Foundational Models for Text AI

With this deployment, DataRobot brings foundational models for Text AI to general availability. Foundational models—large AI models trained on a vast quantity of unlabeled data at scale—provide extra accuracy and diversity and allow you to leverage large pre-trained deep learning methods for Text AI.

While DataRobot has already implemented some foundational models, such as TinyBERT, those models operate at the word-level, causing additional computing (converting rows of text requires computing the embeddings for each token and then averaging their vectors). These new model—Sentence Roberta for English and MiniLM for multilingual use cases—can be adapted to a wide range of downstream tasks. These two foundational models are available in pre-built blueprints in the repository or can be added to any blueprint via blueprint customization (via embeddings) to generate leverage these foundational models and improve accuracy.

The new blueprints are available in the Repository.

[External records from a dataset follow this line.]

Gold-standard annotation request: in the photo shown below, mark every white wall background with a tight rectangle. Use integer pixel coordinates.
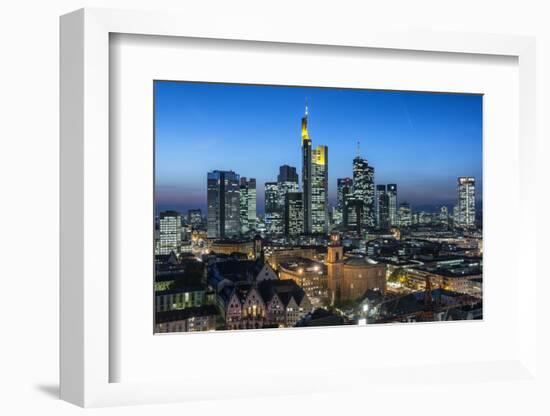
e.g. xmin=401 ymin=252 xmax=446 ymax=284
xmin=0 ymin=0 xmax=550 ymax=415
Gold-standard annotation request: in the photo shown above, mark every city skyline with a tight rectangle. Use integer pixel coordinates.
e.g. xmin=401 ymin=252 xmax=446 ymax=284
xmin=155 ymin=81 xmax=482 ymax=213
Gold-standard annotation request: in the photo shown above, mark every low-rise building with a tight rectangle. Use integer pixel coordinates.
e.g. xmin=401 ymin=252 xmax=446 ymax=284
xmin=155 ymin=305 xmax=219 ymax=333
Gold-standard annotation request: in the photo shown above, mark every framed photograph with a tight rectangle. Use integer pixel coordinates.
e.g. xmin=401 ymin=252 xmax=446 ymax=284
xmin=61 ymin=9 xmax=538 ymax=406
xmin=154 ymin=80 xmax=483 ymax=333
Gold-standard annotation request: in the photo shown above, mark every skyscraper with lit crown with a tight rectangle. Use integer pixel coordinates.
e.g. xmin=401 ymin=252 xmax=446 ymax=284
xmin=302 ymin=105 xmax=312 ymax=234
xmin=457 ymin=176 xmax=476 ymax=228
xmin=301 ymin=105 xmax=328 ymax=234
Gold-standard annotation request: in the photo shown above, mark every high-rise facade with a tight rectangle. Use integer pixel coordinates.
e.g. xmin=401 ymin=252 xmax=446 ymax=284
xmin=375 ymin=185 xmax=390 ymax=230
xmin=343 ymin=194 xmax=364 ymax=233
xmin=386 ymin=183 xmax=399 ymax=227
xmin=336 ymin=178 xmax=353 ymax=212
xmin=311 ymin=145 xmax=328 ymax=234
xmin=158 ymin=211 xmax=181 ymax=254
xmin=284 ymin=192 xmax=304 ymax=236
xmin=457 ymin=176 xmax=476 ymax=228
xmin=187 ymin=209 xmax=202 ymax=229
xmin=399 ymin=201 xmax=413 ymax=227
xmin=353 ymin=156 xmax=376 ymax=228
xmin=207 ymin=170 xmax=241 ymax=238
xmin=302 ymin=105 xmax=313 ymax=234
xmin=332 ymin=178 xmax=353 ymax=225
xmin=265 ymin=182 xmax=284 ymax=235
xmin=239 ymin=177 xmax=256 ymax=234
xmin=277 ymin=165 xmax=298 ymax=183
xmin=439 ymin=205 xmax=449 ymax=227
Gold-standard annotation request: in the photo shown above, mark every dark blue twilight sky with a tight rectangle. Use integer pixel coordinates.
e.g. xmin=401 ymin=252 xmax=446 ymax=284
xmin=155 ymin=81 xmax=482 ymax=212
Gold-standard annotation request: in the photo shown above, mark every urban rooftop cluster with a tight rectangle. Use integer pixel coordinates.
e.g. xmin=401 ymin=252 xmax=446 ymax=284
xmin=155 ymin=105 xmax=483 ymax=332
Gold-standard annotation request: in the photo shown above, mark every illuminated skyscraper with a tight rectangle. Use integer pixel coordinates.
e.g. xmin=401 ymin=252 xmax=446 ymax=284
xmin=265 ymin=182 xmax=284 ymax=235
xmin=333 ymin=178 xmax=353 ymax=225
xmin=302 ymin=105 xmax=312 ymax=234
xmin=158 ymin=211 xmax=181 ymax=254
xmin=336 ymin=178 xmax=353 ymax=212
xmin=439 ymin=205 xmax=449 ymax=227
xmin=187 ymin=209 xmax=202 ymax=229
xmin=353 ymin=148 xmax=376 ymax=228
xmin=376 ymin=185 xmax=390 ymax=230
xmin=399 ymin=202 xmax=413 ymax=227
xmin=302 ymin=105 xmax=328 ymax=234
xmin=277 ymin=165 xmax=298 ymax=183
xmin=457 ymin=176 xmax=476 ymax=228
xmin=207 ymin=170 xmax=241 ymax=238
xmin=239 ymin=177 xmax=256 ymax=234
xmin=311 ymin=145 xmax=328 ymax=234
xmin=284 ymin=192 xmax=304 ymax=236
xmin=343 ymin=194 xmax=364 ymax=233
xmin=386 ymin=183 xmax=399 ymax=227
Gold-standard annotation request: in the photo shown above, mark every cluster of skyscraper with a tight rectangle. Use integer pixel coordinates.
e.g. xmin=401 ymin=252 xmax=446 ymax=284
xmin=207 ymin=170 xmax=256 ymax=238
xmin=207 ymin=105 xmax=475 ymax=238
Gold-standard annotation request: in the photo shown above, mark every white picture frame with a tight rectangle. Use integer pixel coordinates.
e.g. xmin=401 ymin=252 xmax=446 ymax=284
xmin=60 ymin=9 xmax=541 ymax=407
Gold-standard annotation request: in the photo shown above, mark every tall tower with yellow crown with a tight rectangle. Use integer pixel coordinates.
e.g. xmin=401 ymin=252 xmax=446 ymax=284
xmin=302 ymin=104 xmax=312 ymax=234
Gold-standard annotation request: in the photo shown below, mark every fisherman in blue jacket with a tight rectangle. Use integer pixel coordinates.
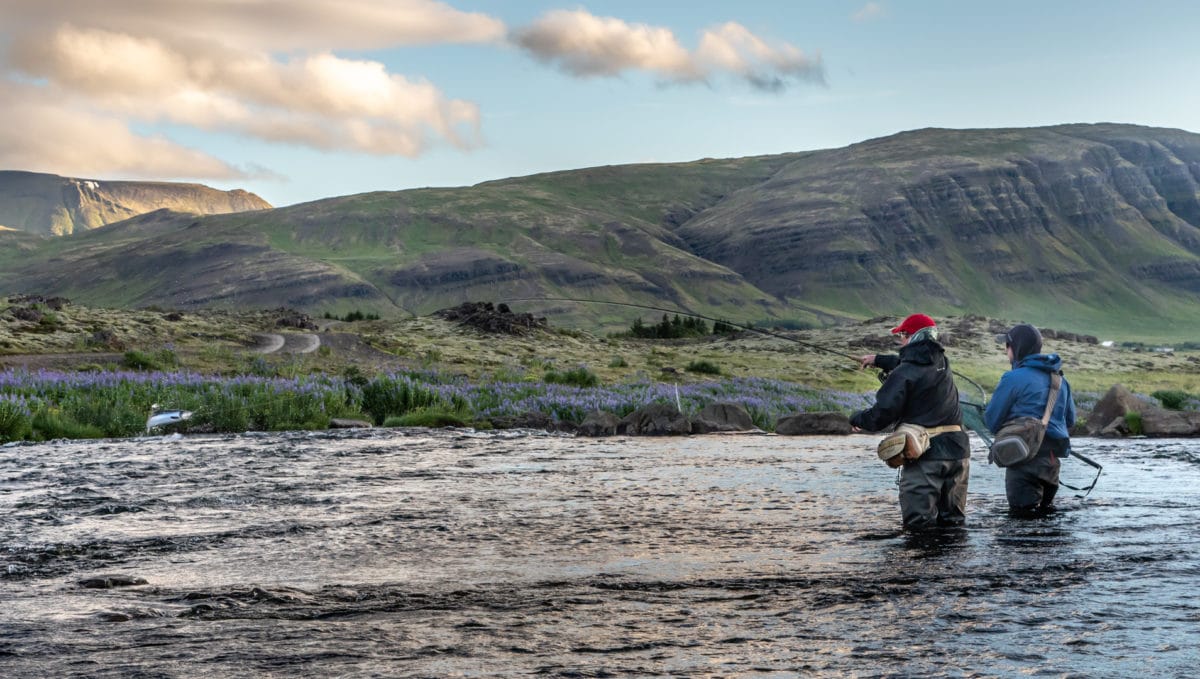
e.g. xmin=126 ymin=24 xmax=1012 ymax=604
xmin=984 ymin=323 xmax=1075 ymax=515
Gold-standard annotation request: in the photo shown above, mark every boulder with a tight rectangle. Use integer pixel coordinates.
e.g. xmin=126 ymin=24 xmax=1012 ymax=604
xmin=775 ymin=413 xmax=852 ymax=437
xmin=79 ymin=575 xmax=146 ymax=589
xmin=575 ymin=410 xmax=620 ymax=437
xmin=691 ymin=403 xmax=755 ymax=434
xmin=617 ymin=403 xmax=691 ymax=437
xmin=1141 ymin=408 xmax=1200 ymax=437
xmin=1087 ymin=384 xmax=1157 ymax=435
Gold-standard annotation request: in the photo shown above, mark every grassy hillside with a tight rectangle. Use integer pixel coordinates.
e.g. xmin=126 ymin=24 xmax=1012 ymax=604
xmin=0 ymin=299 xmax=1200 ymax=393
xmin=0 ymin=125 xmax=1200 ymax=342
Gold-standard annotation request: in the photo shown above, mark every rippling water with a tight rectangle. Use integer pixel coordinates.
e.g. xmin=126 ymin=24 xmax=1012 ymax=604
xmin=0 ymin=429 xmax=1200 ymax=678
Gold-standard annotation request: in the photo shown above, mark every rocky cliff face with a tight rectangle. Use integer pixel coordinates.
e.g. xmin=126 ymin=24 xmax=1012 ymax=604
xmin=676 ymin=126 xmax=1200 ymax=314
xmin=0 ymin=172 xmax=271 ymax=235
xmin=0 ymin=125 xmax=1200 ymax=335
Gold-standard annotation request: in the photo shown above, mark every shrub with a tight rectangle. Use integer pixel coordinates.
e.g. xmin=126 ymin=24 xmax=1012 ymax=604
xmin=32 ymin=408 xmax=104 ymax=440
xmin=541 ymin=366 xmax=600 ymax=386
xmin=1126 ymin=413 xmax=1145 ymax=435
xmin=684 ymin=361 xmax=721 ymax=374
xmin=362 ymin=375 xmax=453 ymax=425
xmin=1151 ymin=389 xmax=1192 ymax=410
xmin=0 ymin=396 xmax=34 ymax=443
xmin=122 ymin=349 xmax=179 ymax=371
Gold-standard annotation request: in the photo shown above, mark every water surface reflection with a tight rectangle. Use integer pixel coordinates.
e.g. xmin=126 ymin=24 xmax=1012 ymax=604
xmin=0 ymin=429 xmax=1200 ymax=677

Workbench now generally available

With this month’s deployment, Workbench, the DataRobot experimentation platform, moves from preview to general availability. Workbench provides an intuitive, guided, machine learning workflow, helping you to experiment and iterate, as well as providing a frictionless collaboration environment. In addition to becoming GA, other preview features are introduced this month:

See the capability matrix for an evolving comparison of capabilities available in Workbench and DataRobot Classic.

June release

The following table lists each new feature:

Features grouped by capability
Name GA Preview
Admin
Custom role-based access control (RBAC)
Applications
New app experience in Workbench
Prefilled application templates
Build Streamlit applications for DataRobot models
Data
Share secure configurations
New driver versions
Modeling
Foundational Models for Text AI Sentence Featurizers
Tune hyperparameters for custom tasks
Expanded data slice support and new features in GA release
Improvements to XEMP Prediction Explanation calculations
Document AI brings PDF documents
GPU support for deep learning
Blueprint repository and Blueprint visualization
Slices in Workbench
Slices for time-aware projects (Classic)
Notebooks
DataRobot Notebooks
Predictions and MLOps
GitHub Actions for custom models
Prediction monitoring jobs
Spark API for Scoring Code
Extend compliance documentation with key values
API
DataRobotX

GA

Share secure configurations

IT admins can now configure OAuth-based authentication parameters for a data connection, and then securely share them with other users without exposing sensitive fields. This allows users to easily connect to their data warehouse without needing to reach out to IT for data connection parameters.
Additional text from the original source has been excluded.